En estos días muchos están gozando de las vacaciones, tiempo extraordinario para convivir con la familia y los amigos. Como Jesús, haciendo una pausa en sus actividades, fue de visita a casa de Lázaro, Marta y María. Ahora, él viene a nosotros a través de su Palabra y del Sacramento de su Cuerpo y de su Sangre. ¡Que emocionante saber que la Eucaristía, en la que el propio Jesús se nos entrega para “hospedarse” en nuestra alma, nació en el Cenáculo de Jerusalén, desde donde se difundió progresivamente por todo el mundo, comenzando por Asia Menor y Roma, hasta llegar a México, y en 1531 a nuestra Puebla.

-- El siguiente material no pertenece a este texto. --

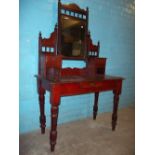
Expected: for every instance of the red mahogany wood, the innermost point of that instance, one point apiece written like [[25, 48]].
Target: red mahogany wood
[[74, 85], [61, 81]]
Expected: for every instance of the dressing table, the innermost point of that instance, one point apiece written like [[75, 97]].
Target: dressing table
[[71, 40]]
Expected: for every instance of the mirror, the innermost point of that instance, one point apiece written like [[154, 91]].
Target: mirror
[[72, 36]]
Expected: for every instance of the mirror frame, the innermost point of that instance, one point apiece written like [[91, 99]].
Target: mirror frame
[[74, 11]]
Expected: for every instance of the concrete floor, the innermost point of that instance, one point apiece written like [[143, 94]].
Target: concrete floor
[[86, 137]]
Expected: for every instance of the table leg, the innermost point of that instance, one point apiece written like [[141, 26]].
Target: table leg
[[115, 107], [54, 118], [42, 113], [95, 108]]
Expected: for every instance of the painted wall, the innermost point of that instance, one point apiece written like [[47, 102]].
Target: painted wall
[[111, 22]]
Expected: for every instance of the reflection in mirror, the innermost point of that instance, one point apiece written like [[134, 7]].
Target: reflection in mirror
[[72, 36]]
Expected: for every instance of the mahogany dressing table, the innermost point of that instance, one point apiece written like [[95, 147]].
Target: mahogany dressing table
[[71, 40]]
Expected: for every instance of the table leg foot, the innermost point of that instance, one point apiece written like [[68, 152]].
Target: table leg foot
[[53, 133], [95, 108]]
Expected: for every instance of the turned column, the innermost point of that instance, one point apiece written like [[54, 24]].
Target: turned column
[[41, 92], [55, 101], [95, 108]]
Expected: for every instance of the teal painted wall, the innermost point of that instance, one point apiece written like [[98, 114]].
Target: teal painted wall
[[111, 22]]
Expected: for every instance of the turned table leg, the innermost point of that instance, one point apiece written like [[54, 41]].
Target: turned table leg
[[55, 100], [95, 108], [42, 113], [115, 107]]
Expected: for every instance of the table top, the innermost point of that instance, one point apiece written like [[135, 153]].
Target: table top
[[71, 79]]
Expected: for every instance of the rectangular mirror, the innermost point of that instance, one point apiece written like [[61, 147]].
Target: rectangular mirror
[[72, 37]]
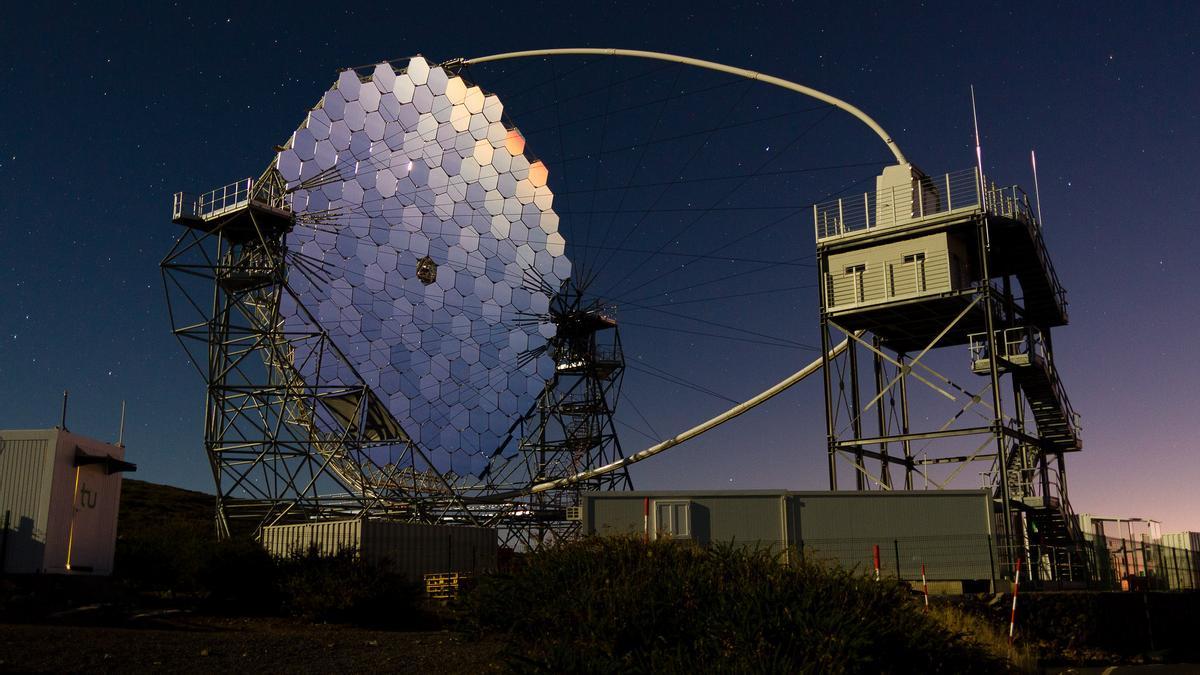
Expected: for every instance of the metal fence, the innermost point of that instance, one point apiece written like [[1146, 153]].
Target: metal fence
[[1102, 563], [1143, 565], [948, 557]]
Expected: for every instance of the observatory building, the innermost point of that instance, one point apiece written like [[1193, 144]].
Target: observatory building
[[909, 272], [59, 497]]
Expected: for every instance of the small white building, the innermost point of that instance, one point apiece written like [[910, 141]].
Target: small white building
[[59, 496]]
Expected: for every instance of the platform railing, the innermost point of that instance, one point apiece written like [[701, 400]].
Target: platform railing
[[1026, 340], [268, 190], [925, 197]]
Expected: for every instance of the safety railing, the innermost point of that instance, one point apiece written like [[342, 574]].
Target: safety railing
[[1026, 344], [268, 190], [913, 201]]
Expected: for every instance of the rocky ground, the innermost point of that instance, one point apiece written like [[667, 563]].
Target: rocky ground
[[186, 643]]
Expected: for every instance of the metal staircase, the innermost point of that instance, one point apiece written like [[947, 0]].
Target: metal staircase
[[1023, 353], [1054, 543]]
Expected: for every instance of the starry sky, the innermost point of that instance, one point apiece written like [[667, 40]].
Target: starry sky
[[687, 193]]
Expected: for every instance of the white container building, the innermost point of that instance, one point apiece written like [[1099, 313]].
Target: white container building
[[59, 496]]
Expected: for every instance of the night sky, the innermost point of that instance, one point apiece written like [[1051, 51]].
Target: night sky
[[107, 113]]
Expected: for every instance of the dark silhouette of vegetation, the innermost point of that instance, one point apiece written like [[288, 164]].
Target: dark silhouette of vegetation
[[619, 604]]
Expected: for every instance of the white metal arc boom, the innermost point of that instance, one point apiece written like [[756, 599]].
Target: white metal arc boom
[[708, 65], [763, 396]]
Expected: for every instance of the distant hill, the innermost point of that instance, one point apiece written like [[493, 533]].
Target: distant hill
[[150, 506]]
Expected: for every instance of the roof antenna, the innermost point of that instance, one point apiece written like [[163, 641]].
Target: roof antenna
[[975, 118], [983, 184], [1037, 193], [120, 432]]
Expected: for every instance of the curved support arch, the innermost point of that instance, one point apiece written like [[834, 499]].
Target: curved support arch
[[708, 65]]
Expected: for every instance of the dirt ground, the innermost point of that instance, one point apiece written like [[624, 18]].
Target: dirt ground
[[184, 643]]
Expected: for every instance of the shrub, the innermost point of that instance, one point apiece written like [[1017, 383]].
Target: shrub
[[345, 587], [606, 604]]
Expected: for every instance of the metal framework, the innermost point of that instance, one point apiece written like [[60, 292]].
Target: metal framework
[[573, 428], [928, 276], [226, 276]]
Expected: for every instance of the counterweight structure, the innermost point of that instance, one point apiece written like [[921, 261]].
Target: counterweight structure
[[936, 275], [574, 428]]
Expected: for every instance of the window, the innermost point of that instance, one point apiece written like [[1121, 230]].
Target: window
[[671, 520], [918, 269], [856, 274]]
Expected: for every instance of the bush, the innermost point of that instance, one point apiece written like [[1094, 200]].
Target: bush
[[609, 604], [239, 577], [345, 587]]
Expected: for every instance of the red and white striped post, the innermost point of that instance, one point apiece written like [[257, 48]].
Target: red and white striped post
[[646, 519], [924, 585], [1017, 586]]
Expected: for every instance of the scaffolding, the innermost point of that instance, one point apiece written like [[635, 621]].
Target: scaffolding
[[909, 273]]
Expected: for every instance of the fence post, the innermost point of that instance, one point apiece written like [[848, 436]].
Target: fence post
[[1017, 586], [991, 563], [924, 585]]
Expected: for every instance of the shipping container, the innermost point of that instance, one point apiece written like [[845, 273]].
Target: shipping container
[[412, 549], [59, 499], [947, 532]]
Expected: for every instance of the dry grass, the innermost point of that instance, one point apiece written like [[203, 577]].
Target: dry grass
[[977, 631]]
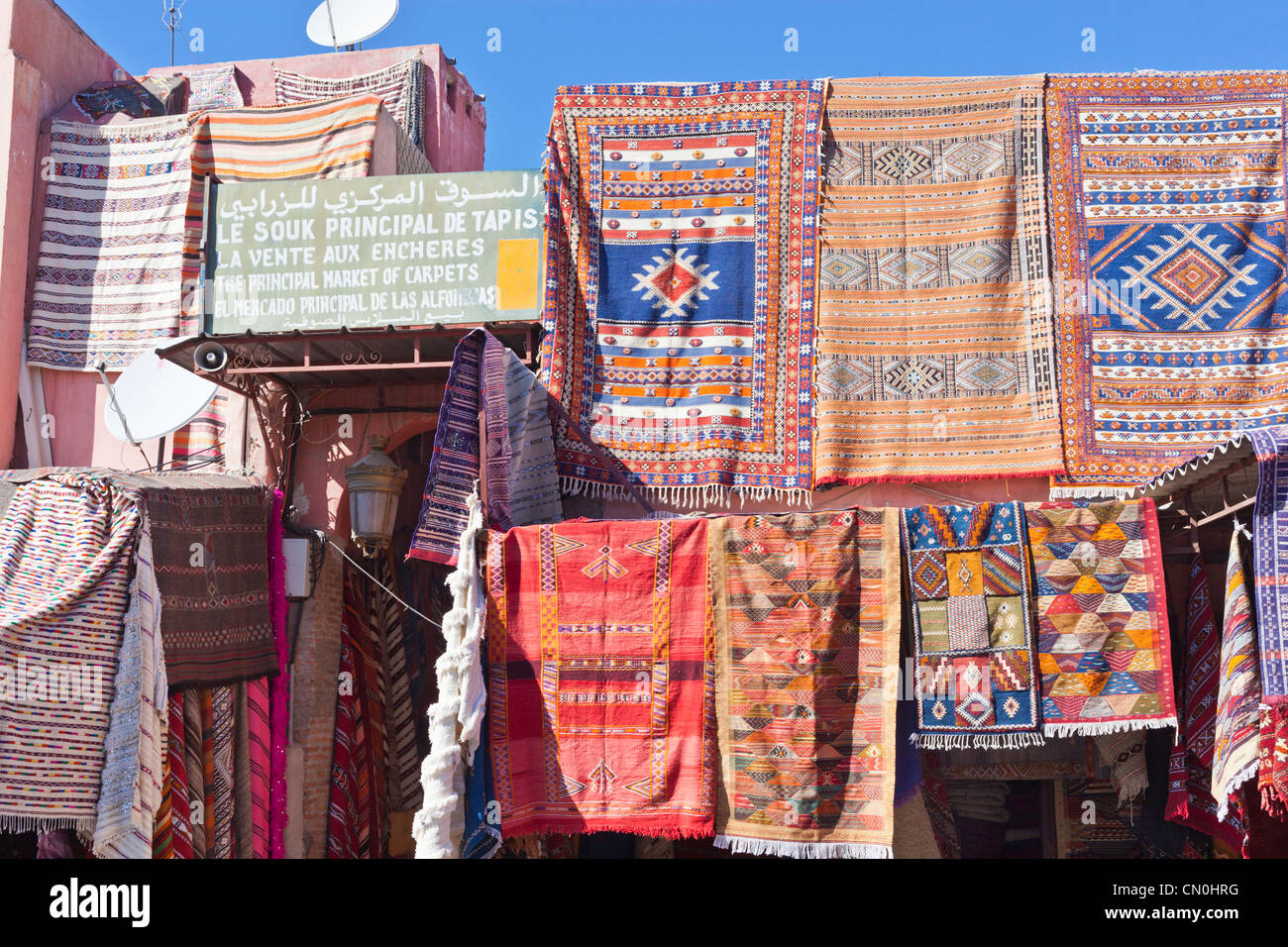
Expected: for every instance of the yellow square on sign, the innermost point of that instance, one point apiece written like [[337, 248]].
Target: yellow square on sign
[[516, 277]]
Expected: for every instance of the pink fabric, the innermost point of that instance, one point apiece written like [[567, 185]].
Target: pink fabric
[[278, 685]]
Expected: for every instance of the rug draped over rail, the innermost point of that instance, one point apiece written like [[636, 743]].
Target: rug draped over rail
[[601, 678], [1104, 647], [1168, 253], [932, 215], [806, 655], [108, 277], [679, 307]]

Jesús viene a nosotros para llenarnos de su amor y ofrecernos una vida plena y eternamente feliz ¡Él “es la esperanza de la gloria”!. Sin embargo, ¿Lo dejamos entrar en nuestra vida, en nuestro matrimonio, en nuestra familia, en nuestro noviazgo, en nuestros ambientes de amistades, de estudios y de trabajo, en nuestra sociedad, en nuestros negocios, en nuestras diversiones y en nuestros descansos? Quizá respondamos que sí. Pero, ¿cuál es la calidad de nuestro “hospedaje”? ¿Cómo el de Marta o como el de María? Ambas eran piadosas y le amaban. Por eso lo recibieron en su casa. Sin embargo, una se dejó abrumar tanto por las actividades, que descuidó al Huésped, mientras que la otra le dedicó toda su atención.

Quizá como Marta nos dejamos agobiar por las muchas cosas que nos preocupan y ocupan: el aseo de la casa, hacer la comida, lavar, ir de compras, trabajar en la oficina, atender el teléfono, el fax y el correo electrónico, juntas con jefes, socios, empleados y clientes, estar bien informados, elaborar planes, hacer ejercicio, realizar tareas, divertirnos y cuidar los ahorros. Y probablemente, al final del día, después de habernos desgastado en tantas cosas, experimentamos un gran vacío, sintiendo que nos hemos alejado de Dios y de las personas por las que decimos que lo hacemos todo ¿Cuál es la causa?, que seguramente estamos descuidando lo más importante.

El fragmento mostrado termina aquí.